8. PQA: Product Qualified Accounts
Product Qualified Accounts metric is an engagement tie to monetization. PQA is the product auto-qualification for sales intervention. It is measured on the account usage volume, velocity change of use, feature breadth, and/or behavioral factors (which can be an aggregation of multiple teams). PQA'ed accounts are sent to sales for prospecting and pipeline generation activities.
Monetization
9. New paid teams
New paid teams metric measures the number of new work intent teams converting to a paid plan (either self-serve or with sales). Conversion can be direct to paid (without product use) or free to paid.
Benchmarks
Great freemium conversion rate: 5%.
With a free trial: 10-15%.
With cc trial: 60%.
An excellent resource for more detailed benchmarks is written by Ada here.
10. New paid ARPA
Average Revenue Per Account (or Team) for the new paid team.

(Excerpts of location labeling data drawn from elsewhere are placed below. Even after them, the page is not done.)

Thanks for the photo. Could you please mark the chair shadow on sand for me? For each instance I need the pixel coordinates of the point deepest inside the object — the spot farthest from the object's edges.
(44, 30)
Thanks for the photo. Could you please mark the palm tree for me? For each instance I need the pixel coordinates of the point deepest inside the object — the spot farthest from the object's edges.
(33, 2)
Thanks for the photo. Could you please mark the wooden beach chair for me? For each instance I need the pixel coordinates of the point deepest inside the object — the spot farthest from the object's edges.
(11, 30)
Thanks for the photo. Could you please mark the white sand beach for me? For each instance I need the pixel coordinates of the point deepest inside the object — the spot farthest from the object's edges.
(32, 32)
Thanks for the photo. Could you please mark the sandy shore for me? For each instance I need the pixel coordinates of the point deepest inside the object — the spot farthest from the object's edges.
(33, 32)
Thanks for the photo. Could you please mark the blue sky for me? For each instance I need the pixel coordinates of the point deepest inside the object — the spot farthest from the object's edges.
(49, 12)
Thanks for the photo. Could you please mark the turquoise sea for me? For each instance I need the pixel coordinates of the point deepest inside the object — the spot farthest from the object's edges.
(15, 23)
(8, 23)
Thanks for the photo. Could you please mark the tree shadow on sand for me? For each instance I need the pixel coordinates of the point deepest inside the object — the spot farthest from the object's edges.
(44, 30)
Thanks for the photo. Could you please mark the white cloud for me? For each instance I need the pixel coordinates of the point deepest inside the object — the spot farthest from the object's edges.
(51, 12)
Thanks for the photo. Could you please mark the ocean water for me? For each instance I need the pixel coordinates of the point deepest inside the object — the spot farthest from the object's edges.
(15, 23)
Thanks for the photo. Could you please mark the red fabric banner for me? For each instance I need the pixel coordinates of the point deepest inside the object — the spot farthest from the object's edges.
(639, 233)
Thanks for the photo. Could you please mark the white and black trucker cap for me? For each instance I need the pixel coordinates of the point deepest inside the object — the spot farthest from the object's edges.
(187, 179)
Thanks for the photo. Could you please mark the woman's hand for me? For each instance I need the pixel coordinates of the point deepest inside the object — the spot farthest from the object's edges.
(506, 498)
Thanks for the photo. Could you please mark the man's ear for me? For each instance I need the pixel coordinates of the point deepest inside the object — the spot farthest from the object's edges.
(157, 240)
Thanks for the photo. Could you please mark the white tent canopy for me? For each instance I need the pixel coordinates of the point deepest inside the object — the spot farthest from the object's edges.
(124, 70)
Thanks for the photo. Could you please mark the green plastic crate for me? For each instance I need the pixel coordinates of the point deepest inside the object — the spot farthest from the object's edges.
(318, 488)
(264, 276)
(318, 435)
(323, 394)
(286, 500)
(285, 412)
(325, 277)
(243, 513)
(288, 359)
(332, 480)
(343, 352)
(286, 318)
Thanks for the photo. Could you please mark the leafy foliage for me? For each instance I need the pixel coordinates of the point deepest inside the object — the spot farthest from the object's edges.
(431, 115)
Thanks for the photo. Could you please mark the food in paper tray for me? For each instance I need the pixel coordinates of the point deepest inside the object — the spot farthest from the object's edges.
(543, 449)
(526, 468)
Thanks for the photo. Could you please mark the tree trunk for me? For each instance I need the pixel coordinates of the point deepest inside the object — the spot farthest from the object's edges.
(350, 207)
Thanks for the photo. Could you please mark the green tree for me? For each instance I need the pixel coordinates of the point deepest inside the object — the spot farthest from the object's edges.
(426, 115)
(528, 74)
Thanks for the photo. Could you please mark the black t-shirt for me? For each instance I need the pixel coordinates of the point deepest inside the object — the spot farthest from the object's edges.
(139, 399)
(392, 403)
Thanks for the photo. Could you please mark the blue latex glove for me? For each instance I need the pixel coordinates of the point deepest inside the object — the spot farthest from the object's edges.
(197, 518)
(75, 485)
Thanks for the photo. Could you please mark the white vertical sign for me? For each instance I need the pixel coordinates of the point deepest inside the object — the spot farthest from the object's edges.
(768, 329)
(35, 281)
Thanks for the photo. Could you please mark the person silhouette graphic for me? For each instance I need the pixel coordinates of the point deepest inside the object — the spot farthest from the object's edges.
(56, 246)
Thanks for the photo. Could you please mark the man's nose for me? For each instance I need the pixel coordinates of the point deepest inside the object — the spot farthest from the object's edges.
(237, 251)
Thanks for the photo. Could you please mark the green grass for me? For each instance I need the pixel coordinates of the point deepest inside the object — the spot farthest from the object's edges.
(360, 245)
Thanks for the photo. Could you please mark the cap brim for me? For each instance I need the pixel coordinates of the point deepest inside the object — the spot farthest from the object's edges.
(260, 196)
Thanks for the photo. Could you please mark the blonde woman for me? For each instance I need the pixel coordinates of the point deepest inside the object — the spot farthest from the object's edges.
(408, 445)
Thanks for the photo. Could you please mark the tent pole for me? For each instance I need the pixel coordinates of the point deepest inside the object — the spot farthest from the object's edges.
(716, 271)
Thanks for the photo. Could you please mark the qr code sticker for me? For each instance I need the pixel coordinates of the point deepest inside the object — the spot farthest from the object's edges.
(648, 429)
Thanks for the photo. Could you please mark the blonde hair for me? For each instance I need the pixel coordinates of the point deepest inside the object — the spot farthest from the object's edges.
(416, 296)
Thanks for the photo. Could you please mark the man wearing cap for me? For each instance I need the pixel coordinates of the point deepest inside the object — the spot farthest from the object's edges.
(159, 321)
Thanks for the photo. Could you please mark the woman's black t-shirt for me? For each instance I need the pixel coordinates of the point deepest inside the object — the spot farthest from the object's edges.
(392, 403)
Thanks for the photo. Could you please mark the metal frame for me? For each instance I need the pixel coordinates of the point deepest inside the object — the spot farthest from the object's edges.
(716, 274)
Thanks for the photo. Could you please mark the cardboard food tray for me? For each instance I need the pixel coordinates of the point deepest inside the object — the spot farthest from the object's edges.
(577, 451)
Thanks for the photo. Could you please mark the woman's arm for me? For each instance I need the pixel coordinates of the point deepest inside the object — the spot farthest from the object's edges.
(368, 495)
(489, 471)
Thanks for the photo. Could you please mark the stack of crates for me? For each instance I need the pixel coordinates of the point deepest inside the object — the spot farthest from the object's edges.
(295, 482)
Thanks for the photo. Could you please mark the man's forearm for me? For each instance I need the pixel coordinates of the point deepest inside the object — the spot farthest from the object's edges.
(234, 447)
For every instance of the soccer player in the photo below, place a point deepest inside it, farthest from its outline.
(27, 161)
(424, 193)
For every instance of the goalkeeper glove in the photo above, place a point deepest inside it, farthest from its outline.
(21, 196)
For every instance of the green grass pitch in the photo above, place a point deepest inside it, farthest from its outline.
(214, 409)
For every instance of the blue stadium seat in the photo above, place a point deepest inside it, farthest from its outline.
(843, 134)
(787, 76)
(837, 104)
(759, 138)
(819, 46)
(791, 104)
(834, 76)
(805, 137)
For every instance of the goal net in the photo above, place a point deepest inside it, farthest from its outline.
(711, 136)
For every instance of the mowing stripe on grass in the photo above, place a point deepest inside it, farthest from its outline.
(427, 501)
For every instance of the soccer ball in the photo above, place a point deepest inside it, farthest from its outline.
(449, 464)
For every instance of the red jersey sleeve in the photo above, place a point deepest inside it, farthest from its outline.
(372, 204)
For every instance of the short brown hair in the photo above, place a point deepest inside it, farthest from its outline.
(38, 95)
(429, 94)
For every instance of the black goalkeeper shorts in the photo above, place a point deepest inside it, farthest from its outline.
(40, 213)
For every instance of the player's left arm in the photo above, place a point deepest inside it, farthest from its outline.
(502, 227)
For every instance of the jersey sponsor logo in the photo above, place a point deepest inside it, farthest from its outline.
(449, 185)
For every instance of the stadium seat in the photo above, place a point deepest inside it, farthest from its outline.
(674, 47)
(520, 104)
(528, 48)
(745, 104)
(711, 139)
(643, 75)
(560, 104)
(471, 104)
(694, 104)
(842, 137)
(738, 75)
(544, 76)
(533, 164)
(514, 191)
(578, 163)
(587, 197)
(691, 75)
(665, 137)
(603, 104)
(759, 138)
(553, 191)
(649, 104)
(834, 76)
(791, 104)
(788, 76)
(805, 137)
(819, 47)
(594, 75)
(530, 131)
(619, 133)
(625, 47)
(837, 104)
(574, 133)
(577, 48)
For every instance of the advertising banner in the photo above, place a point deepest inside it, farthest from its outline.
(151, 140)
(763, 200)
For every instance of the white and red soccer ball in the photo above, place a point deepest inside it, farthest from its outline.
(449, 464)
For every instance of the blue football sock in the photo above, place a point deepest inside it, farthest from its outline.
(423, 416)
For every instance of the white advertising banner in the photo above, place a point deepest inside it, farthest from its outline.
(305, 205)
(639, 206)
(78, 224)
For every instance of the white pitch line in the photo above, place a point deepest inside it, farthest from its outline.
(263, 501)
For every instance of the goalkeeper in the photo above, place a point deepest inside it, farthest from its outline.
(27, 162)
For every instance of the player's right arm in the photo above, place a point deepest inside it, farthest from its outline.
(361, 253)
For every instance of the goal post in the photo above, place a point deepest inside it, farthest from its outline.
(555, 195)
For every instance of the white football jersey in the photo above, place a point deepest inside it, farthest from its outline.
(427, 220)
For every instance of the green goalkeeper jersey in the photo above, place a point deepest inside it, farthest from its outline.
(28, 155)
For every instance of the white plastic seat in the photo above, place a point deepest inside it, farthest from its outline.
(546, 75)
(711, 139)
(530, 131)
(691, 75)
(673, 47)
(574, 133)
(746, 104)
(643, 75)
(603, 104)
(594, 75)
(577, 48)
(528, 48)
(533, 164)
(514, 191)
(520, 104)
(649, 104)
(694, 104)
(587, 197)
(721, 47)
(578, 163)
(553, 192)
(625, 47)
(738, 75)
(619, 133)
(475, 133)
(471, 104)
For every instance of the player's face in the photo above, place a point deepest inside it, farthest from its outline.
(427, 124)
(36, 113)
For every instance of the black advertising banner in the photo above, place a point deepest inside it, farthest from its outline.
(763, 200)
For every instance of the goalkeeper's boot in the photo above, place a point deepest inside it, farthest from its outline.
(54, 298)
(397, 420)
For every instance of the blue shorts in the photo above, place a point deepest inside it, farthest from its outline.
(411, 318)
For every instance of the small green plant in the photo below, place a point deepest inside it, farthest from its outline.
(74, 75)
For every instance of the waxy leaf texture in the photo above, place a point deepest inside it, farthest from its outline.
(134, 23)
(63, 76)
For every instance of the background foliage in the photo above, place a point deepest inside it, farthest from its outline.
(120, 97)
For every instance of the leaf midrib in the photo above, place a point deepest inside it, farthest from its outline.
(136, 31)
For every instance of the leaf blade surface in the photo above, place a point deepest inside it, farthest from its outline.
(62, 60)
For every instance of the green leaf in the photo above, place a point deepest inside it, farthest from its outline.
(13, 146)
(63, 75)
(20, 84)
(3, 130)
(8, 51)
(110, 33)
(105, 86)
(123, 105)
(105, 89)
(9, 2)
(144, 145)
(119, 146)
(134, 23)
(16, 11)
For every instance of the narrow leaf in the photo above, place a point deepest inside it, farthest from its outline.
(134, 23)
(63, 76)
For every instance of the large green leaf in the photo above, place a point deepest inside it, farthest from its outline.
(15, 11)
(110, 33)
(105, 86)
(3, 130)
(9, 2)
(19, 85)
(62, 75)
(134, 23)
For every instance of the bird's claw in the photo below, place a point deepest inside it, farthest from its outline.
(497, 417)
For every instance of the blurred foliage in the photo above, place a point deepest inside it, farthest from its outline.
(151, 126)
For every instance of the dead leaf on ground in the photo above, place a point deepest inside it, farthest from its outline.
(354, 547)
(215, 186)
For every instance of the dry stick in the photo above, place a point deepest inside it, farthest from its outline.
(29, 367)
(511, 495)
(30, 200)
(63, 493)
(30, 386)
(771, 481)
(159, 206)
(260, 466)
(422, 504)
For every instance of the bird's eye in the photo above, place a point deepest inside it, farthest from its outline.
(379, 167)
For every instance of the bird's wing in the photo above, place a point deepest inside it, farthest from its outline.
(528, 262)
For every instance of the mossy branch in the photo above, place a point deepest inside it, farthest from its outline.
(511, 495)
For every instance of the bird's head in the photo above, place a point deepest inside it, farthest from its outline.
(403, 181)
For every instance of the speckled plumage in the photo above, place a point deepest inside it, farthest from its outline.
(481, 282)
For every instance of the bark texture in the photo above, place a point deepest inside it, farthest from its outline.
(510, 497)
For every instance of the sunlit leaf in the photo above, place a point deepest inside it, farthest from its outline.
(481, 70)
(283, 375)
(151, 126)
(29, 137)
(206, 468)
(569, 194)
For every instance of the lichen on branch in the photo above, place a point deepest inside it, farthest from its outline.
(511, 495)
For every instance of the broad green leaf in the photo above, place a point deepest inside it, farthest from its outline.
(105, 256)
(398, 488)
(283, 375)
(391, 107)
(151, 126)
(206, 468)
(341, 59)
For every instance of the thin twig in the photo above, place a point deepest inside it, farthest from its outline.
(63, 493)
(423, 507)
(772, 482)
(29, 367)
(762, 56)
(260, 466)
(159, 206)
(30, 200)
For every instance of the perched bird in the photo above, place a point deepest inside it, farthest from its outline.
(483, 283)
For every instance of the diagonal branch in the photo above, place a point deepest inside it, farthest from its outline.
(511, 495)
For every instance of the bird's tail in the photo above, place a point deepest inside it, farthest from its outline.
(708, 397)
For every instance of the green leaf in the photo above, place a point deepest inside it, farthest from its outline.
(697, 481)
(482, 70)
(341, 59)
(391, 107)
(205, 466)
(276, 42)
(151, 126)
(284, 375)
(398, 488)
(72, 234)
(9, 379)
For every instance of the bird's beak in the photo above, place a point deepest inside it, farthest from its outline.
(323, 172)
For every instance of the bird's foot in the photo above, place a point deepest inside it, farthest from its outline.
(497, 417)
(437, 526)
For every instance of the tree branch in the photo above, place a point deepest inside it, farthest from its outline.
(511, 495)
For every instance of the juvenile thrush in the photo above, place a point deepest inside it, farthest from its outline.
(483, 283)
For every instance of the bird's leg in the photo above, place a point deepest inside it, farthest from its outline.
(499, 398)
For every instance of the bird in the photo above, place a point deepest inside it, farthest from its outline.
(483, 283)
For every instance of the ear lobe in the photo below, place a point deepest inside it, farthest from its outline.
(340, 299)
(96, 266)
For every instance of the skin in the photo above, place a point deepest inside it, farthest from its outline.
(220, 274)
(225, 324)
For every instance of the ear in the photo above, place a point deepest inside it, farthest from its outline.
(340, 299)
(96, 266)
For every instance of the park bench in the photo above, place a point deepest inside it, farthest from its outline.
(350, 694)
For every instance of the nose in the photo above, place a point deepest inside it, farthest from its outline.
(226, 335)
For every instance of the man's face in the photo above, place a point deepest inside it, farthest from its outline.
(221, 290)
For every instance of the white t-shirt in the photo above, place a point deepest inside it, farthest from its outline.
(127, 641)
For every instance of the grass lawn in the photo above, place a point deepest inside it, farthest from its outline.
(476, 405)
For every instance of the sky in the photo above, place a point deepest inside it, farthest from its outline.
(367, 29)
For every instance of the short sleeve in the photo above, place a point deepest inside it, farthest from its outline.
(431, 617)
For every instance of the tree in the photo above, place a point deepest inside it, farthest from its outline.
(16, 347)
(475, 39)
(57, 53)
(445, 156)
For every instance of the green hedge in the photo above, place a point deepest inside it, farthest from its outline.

The alternative is to track the package mix.
11. 1st term churn (monthly & annual)
1st term churn measures the churn rate of the monthly and annual plans on their first renewal. Most of the churn happens on 1st renewal, so it is crucial to track this metric closely as a predictor of the overall churn rate.
Benchmarks
1st term monthly churn: 25%.
1st term annual churn: 20%.
12. Hand raisers
Hand raisers measure the number of work intent teams submitting sales forms to talk to sales. Hand Raisers measure organic pull into the sales funnel. Segmenting hand raisers into high and low intent is essential, as this metric is often littered with support questions.
Benchmarks
High-intent hand raisers usually close at a 60% rate into closed-won contracts.
Happy analyzing!
Note about benchmarks: my personal benchmarks developed across companies such as SurveyMonkey, Miro, Netlify, Amplitude, MongoDB, and others I’ve advised throughout my career. Benchmarks are highly contextual and should be taken with a grain of salt.
Thank Elena for your great post!
One question: what do you mean with "new logo" exactly?
Very well written. How May I send you emails??